Drug administration through enteral tubes after gastrointestinal surgery
DOI:
https://doi.org/10.33448/rsd-v10i5.14927Keywords:
Pharmaceutical preparations; Enteral nutrition; Drug interactions; Surgical procedures operative; Postoperative care.Abstract
Patients undergoing gastrointestinal tract operations are complex and often receive medications via enteral tubes (ET). The aim of this study was to analyze the profile of the limitations of administration via SE of medications prescribed to patients undergoing operations on the gastrointestinal tract and abdominal wall and associated factors. To this end, all electronic prescriptions of patients using enteral nutrition (EN) and in the postoperative period at a general university hospital were analyzed (01/05 to 12/05/2017).

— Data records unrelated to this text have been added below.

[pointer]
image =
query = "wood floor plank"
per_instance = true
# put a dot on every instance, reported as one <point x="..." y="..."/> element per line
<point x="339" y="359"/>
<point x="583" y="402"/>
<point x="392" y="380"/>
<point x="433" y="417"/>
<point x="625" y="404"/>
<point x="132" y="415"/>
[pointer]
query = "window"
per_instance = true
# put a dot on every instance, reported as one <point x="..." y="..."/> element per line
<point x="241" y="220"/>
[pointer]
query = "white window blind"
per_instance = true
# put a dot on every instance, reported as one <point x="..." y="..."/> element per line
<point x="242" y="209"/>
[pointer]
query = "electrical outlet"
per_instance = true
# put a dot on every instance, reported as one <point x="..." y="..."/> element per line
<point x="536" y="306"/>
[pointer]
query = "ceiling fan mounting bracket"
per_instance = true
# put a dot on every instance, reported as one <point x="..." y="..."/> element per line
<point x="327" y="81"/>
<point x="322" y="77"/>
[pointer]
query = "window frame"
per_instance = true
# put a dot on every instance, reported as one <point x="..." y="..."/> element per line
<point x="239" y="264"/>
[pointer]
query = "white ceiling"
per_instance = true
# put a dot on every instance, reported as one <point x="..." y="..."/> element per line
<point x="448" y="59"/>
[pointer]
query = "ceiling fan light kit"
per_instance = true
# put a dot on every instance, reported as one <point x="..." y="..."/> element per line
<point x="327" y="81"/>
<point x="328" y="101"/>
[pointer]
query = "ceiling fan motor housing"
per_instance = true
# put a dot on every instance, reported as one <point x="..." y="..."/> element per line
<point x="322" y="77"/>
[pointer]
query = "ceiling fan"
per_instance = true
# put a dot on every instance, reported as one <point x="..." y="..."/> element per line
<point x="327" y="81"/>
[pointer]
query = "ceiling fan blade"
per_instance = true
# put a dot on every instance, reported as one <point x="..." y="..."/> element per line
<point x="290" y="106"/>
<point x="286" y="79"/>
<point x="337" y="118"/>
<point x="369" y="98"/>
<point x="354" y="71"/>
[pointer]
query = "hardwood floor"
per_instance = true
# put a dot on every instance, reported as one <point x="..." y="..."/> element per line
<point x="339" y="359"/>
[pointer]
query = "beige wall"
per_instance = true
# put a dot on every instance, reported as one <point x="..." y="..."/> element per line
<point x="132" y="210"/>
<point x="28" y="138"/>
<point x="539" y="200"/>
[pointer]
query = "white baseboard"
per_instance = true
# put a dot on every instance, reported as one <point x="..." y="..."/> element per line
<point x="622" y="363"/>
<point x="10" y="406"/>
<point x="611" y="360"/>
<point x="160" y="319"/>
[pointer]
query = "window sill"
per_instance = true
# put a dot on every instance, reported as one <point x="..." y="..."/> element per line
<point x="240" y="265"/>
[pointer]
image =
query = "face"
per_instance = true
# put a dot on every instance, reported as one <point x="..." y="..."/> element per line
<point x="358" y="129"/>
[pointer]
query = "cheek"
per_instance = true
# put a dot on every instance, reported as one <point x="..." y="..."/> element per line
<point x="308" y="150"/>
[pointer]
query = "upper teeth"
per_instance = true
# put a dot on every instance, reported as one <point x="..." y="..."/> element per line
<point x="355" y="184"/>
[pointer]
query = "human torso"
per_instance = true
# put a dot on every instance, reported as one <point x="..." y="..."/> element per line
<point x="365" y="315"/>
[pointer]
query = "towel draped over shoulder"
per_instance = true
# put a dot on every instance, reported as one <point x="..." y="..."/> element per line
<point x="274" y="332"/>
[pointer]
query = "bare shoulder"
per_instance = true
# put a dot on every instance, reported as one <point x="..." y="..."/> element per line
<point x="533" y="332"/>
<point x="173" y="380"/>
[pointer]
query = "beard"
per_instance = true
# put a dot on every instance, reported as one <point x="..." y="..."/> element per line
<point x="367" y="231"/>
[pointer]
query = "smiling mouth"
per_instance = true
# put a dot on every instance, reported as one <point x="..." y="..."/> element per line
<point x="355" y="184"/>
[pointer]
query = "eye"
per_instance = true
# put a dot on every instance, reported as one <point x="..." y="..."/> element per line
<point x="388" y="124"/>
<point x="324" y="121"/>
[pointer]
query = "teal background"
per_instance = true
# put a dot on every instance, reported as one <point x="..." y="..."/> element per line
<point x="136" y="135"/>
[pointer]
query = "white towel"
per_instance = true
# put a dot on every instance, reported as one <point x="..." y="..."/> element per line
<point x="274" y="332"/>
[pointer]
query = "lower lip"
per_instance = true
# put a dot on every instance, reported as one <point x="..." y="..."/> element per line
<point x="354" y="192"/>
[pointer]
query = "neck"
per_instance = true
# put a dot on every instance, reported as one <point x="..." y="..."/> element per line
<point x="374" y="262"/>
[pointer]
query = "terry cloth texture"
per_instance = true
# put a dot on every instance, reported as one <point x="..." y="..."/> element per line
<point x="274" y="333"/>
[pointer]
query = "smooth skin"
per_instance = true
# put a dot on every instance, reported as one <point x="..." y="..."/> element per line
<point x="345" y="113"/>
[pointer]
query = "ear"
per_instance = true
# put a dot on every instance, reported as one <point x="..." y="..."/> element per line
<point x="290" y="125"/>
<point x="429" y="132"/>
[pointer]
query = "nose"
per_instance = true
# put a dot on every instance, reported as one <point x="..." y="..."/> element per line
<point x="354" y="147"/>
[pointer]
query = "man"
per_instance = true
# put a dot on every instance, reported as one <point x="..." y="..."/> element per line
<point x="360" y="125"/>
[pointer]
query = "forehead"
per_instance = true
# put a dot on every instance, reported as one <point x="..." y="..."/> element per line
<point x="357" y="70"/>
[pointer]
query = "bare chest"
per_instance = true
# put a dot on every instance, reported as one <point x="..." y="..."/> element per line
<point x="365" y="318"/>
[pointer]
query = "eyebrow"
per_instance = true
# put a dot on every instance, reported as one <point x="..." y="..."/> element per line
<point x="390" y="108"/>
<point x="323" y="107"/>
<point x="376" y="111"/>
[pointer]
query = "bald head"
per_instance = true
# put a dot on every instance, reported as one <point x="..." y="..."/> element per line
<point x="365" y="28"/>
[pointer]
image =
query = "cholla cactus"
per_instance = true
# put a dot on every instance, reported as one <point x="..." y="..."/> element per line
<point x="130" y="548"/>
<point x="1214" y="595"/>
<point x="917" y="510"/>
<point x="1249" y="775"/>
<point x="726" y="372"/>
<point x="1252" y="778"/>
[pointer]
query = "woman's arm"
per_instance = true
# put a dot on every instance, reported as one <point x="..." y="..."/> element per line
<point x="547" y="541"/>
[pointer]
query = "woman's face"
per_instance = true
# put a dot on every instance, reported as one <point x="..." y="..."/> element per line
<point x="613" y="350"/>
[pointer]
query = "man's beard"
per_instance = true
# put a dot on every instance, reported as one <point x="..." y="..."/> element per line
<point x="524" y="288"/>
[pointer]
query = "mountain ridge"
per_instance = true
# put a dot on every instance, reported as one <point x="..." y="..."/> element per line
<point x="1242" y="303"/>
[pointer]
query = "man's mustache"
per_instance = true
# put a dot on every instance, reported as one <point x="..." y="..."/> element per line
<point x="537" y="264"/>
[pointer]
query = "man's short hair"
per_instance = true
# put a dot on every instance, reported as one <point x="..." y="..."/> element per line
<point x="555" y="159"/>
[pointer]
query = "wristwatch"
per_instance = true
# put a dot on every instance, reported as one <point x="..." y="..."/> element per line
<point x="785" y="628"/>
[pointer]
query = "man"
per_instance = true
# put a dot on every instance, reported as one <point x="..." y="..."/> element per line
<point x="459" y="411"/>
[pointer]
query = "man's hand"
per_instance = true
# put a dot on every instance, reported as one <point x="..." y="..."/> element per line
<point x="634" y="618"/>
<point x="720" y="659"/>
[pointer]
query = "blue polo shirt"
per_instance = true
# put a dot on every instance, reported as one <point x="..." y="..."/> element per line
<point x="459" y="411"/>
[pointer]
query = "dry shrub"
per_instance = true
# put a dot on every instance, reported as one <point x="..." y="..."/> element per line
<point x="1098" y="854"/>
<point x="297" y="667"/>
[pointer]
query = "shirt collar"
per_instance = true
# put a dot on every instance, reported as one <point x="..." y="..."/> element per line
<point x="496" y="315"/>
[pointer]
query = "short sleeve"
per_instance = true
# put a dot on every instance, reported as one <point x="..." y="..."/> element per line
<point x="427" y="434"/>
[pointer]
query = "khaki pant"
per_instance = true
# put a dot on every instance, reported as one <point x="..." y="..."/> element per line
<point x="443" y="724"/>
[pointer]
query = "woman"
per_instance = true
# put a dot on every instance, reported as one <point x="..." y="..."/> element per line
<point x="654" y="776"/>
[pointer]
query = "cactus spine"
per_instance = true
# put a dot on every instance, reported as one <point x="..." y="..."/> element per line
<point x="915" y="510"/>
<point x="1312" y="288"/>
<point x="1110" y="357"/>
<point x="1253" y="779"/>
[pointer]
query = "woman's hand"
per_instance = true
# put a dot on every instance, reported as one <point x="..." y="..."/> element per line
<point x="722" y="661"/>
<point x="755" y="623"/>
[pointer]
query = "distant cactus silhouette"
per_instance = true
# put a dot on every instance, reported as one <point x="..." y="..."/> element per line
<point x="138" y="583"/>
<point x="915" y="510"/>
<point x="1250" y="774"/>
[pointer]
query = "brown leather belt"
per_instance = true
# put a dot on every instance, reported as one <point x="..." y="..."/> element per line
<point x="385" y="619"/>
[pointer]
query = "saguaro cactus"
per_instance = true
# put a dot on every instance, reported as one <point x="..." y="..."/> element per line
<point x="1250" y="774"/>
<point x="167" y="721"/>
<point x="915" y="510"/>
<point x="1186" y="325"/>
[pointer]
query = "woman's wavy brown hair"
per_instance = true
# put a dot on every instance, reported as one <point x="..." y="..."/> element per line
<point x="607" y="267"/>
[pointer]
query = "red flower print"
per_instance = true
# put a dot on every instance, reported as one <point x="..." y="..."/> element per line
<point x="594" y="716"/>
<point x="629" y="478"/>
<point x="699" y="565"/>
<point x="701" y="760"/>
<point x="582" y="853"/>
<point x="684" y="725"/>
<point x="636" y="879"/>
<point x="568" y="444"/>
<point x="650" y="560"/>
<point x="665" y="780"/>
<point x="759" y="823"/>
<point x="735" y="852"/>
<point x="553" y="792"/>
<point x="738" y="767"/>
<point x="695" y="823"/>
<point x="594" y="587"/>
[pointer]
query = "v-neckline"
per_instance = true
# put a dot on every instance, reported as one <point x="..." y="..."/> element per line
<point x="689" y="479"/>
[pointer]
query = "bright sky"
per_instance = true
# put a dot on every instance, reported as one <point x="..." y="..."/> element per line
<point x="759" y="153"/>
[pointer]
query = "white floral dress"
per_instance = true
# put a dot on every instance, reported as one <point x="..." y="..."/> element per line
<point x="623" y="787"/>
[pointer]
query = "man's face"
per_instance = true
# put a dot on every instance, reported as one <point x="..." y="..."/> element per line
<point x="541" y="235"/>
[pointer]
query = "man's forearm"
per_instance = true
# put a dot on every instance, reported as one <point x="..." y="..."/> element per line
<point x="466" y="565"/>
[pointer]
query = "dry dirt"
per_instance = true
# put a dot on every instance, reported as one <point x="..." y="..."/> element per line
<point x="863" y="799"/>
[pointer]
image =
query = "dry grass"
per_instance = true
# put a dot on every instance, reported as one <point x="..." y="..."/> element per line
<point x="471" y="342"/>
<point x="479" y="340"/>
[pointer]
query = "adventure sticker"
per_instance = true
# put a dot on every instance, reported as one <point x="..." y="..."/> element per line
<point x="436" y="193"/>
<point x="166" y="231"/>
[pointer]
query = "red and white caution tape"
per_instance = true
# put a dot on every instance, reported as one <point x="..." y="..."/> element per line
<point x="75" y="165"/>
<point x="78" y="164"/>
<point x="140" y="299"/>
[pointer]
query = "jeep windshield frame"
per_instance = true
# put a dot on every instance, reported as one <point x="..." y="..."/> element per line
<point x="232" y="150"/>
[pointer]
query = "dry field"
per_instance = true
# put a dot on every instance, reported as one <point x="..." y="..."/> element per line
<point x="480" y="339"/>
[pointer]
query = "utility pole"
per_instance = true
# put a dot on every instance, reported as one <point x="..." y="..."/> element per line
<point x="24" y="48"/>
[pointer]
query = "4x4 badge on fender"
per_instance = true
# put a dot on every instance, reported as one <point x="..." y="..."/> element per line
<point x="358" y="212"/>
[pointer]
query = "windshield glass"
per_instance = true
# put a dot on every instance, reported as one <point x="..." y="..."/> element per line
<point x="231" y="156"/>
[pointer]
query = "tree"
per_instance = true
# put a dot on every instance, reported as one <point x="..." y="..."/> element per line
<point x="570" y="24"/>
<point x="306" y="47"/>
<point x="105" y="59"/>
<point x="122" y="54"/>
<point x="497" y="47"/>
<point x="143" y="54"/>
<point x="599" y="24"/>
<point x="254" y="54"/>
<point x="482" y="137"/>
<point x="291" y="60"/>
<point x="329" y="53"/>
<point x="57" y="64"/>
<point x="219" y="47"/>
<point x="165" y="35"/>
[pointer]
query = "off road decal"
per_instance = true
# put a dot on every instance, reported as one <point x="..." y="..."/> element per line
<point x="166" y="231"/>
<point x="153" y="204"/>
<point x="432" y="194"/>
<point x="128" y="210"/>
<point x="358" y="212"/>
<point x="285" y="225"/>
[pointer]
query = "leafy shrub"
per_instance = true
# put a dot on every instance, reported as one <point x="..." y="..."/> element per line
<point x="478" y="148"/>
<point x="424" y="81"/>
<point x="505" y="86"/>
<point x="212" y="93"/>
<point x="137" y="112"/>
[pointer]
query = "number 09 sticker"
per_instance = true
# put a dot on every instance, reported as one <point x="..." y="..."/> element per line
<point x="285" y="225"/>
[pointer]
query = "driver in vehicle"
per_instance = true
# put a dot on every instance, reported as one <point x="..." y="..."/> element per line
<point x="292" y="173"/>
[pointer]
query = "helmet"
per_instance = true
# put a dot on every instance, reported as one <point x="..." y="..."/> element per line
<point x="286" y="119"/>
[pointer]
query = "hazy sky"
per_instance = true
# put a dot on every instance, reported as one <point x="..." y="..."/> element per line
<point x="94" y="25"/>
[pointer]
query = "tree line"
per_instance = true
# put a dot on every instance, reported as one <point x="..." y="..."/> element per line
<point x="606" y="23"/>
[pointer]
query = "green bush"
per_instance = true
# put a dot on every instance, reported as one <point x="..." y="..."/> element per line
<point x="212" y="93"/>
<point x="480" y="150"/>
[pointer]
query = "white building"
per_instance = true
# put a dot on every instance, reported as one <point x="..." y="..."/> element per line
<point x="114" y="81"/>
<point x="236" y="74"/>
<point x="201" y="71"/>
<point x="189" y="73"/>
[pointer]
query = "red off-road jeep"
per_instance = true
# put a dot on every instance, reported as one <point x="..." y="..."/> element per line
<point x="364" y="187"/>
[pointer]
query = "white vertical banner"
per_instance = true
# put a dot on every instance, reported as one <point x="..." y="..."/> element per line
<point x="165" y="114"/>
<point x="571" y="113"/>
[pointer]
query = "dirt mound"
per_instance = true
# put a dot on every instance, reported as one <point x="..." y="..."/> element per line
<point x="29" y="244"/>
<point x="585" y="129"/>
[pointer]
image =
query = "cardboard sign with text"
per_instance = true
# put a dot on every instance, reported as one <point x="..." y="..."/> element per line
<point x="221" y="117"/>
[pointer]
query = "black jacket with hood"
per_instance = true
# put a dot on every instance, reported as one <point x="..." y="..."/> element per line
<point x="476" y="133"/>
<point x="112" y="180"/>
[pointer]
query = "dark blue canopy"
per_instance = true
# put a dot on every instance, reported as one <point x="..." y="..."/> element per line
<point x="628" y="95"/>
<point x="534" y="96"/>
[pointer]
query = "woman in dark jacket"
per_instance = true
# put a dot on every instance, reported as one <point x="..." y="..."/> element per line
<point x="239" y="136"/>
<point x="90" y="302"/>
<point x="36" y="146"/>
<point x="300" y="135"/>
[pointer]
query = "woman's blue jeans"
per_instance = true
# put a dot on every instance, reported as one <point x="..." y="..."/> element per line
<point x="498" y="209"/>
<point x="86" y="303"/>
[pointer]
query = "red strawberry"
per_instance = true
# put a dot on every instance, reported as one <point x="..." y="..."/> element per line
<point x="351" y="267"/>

Medicines prescribed for administration via ET were identified and a literature review about limitations for its administration in this type of tube. The prevalence of these limitations and associated factors was determined through uni (Pearson's chi-square) and multivariate (logistic regression - 5% statistical significance level) analyzes. A total of 341 prescriptions from 40 patients were analyzed. A total of 725 drugs prescribed via ET (44 different drugs) were identified. In the review, 33 articles were retrieved for the construction of a database, which allowed the identification of 188 limitations regarding drug administration via ET. The prevalence of at least one limitation regarding drug administration via ET among the patients evaluated was 57.5% (n = 23), and it was positively associated with age equal to or greater than 60 years (OR 4.67; 95%CI 1.07-20.40). Due to the scarcity of references for medication administration via ET, this study is an important tool for pharmacotherapeutic care for patients using EN. The number of limitations identified was low, but its association with advanced age and the severity of the studied population reinforce the importance of prioritizing its management.